Despite the proliferation of other classes of orally inhaled product (OIP), nebulizer systems are still widely used to deliver inhaled aerosol therapies as aqueous droplets because they do not necessarily require the patient to undertake a specific inhalation maneuver; instead, except for certain breath-controlled systems, the patient just needs to breath tidally, as normal when relaxed. This situation is in contrast with medication delivery either by pressurized metered dose inhaler (pMDI) where the patient has to coordinate actuation with a slow inhalation followed by a breath-hold or by passive dry powder inhaler (DPI) where the user is instructed to inhale forcefully and deeply in order to disperse the powder efficiently.
Furthermore, formulation development for delivery by nebulizer is a relatively simple process compared with the procedures needed for delivery by either pMDI or DPI. High mass delivery of one or more active pharmaceutical ingredients (APIs) is also possible via nebulizer. For example, a 5 mL ampule of TOBI tobramycin solution for inhalation is formulated with 300 mg of drug product. Many APIs are only available for inhaled delivery via the nebulizer route of administration for these reasons, as well as the need to achieve compatibility of the formulation with the delivery platform as with Cayston aztreonam, an antibiotic delivered by a vibrating membrane nebulizer as an inhalation solution for support therapy in cystic fibrosis.
A number of sophisticated nebulizer systems have been developed as the result of increased concern regarding poor patient compliance with all types of orally inhaled product, as well as the desire for better targeting of often expensive formulations to specific regions of the lungs.

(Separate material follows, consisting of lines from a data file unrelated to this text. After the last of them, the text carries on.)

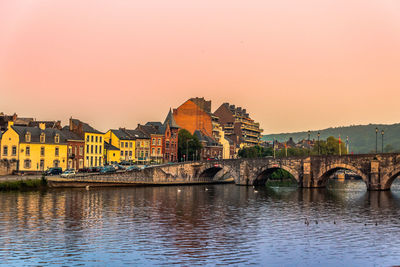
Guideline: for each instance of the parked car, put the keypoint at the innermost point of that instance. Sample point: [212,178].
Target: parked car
[132,168]
[53,171]
[107,169]
[68,173]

These drivers have been focused on achieving the following goals:
- to provide feedback to the user to encourage optimum inspiratory profiles beyond the basic flow rate-elapsed time profile characteristic of relaxed tidal breathing that had hitherto been the norm when receiving nebulizer-based therapy;
- to allow one-, or better, two-way communication of data from/to the patient using the inhaler to/from the clinician to enable better support to patients, especially those with poor inhalation technique;
- to minimize wastage when the medication being delivered is expensive by reducing the dead (residual) volume of liquid retained by the nebulizer after therapy.
While these goals are laudable from the standpoint of delivering effective therapy, they can come at a considerable cost to the payer, often in the high hundreds or even thousands of dollars. Such pricing may well offer value in certain situations where a developer of a specific drug / device combination product has a “must have” requirement for the added features. The conundrum the developers are faced with, is how many features are “must haves” and what additional cost is bearable. Significant added cost to the device is likely unjustifiable for the treatment of the classic obstructive lung diseases such as asthma and COPD where the medication cost component is relatively low in comparison with the cost of new formulations that are often developed to target diseases with relatively low numbers of patients.